The Minister warned that these same relatives and girlfriends could one day become the victims, unless they expose the problem.
Chuck said he knows that people, especially the poor, are afraid, as they do not have the luxuries of gated communities, secure homes or adequate lighting.
“The poor in our country are easy prey for crime and violence. Amid the hysteria, general discussions and many recommendations coming from many quarters, we must face the harsh realities about the challenging environment for our law-enforcement agencies and the justice system,” he said.
Chuck suggested that one of the main priorities of the police must be to ensure that there is trust and confidence between the citizens and the force or “we won’t solve the crime problem”.
He noted that there are challenges in the justice system, but he is determined to solve them.
The Minister pointed out that one major challenge is the backlog of cases, and they would be introducing plea-bargaining legislation to reduce them.
Meanwhile, the Minister told the JPs that they are seen as persons of integrity and good character, who exemplify what is best for Jamaica.
“I see you as outstanding citizens.
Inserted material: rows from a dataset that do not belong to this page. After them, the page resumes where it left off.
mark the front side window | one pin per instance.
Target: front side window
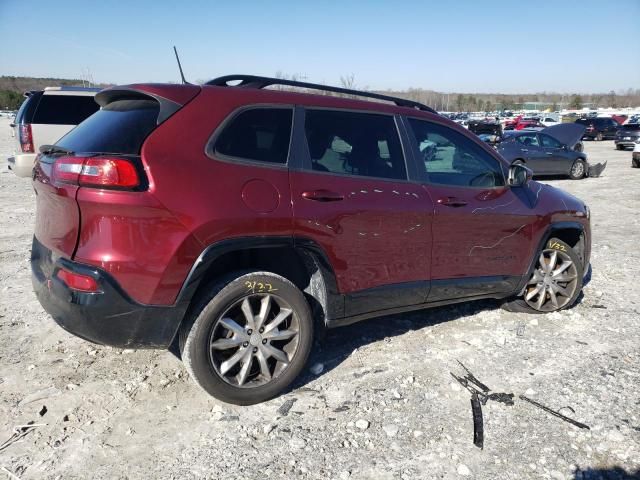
(450, 158)
(351, 143)
(549, 142)
(64, 109)
(259, 134)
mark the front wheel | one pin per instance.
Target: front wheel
(578, 170)
(554, 284)
(249, 338)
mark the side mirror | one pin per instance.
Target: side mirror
(519, 175)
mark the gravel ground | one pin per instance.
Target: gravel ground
(384, 405)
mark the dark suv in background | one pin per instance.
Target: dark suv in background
(239, 220)
(627, 136)
(599, 128)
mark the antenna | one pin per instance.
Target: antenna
(184, 81)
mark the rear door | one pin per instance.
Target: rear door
(556, 159)
(482, 227)
(353, 198)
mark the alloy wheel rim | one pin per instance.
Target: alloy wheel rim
(254, 340)
(553, 283)
(578, 169)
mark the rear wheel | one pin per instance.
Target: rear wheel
(555, 283)
(249, 338)
(577, 170)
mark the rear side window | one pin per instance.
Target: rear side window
(259, 134)
(354, 144)
(64, 109)
(120, 127)
(528, 140)
(28, 107)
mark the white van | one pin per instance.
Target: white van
(44, 117)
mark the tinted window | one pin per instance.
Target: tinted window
(261, 134)
(64, 109)
(528, 139)
(549, 142)
(25, 113)
(450, 158)
(120, 127)
(354, 144)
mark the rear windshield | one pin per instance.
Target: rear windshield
(120, 127)
(64, 109)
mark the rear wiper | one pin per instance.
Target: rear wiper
(51, 149)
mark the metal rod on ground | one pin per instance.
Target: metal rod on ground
(554, 413)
I believe we should even empower you more, so that you can become not only symbols of authority but sources of information and guidance to the rest of the community,” Chuck said.
The JPs were also addressed by Deputy Executive Director, National Integrity Action, Dr. Patrice Charles; Chief Executive Officer of the Registrar General’s Department, Deidre English Gosse, and the legal counsel of the Land Administration and Management Programme (LAMP), Nikoy Young.